Cayetano, Trillanes dare each other to resign

trillanes cayetano

Senator Antonio Trillanes IV and Senator Alan Peter Cayetano. INQUIRER FILE PHOTOS

“You first.”

“No, you first.”

It came down to a swapping of resignation calls between fierce administration ally Sen. Alan Peter Cayetano and staunch critic Sen. Antonio Trillanes IV on Friday as the two bickered over the latter’s charges that the President’s former running mate was out to snatch the Senate presidency.

“If Sen. Trillanes thinks I am the problem, then we should resign together tomorrow.

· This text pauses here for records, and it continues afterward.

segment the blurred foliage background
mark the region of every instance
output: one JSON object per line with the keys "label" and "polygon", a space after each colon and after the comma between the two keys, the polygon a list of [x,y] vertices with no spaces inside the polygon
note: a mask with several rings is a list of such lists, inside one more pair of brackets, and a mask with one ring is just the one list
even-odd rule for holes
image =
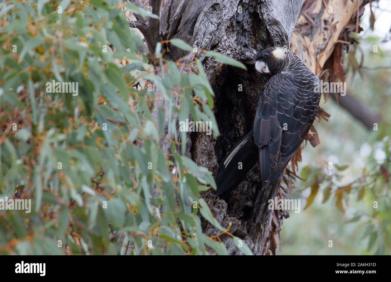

Because I think he is the problem in the Senate,” Cayetano said in a press conference on Friday.

Told of Cayetano’s response, Trillanes made a quick retort and made reference to the still-unfulfilled campaign promises of the Duterte administration.

“He should go first because he was the one who promised to resign if [the administration] cannot solve crime, corruption and illegal drugs within three to six months,” Trillanes said in a statement.

It all began when Trillanes accused Cayetano of leading an ouster plot against Pimentel, the President’s chief ally in the chamber and head of Mr. Duterte’s party, the Partido Demokratiko Pilipino- Lakas ng Bayan (PDP-Laban).

In a television interview on Thursday, Trillanes, among the three in the Senate minority, said the majority bloc led by Cayetano was plotting to remove Pimentel from the chamber’s helm.

Trillanes noted how Senators Joseph Victor Ejercito, Juan Miguel Zubiri and Richard Gordon, showed behavior aimed at destabilizing Pimentel’s clout.

But Cayetano said he would have no use for the Senate presidency as he is expected to leave the Senate to serve the cabinet as foreign secretary in the middle of the year.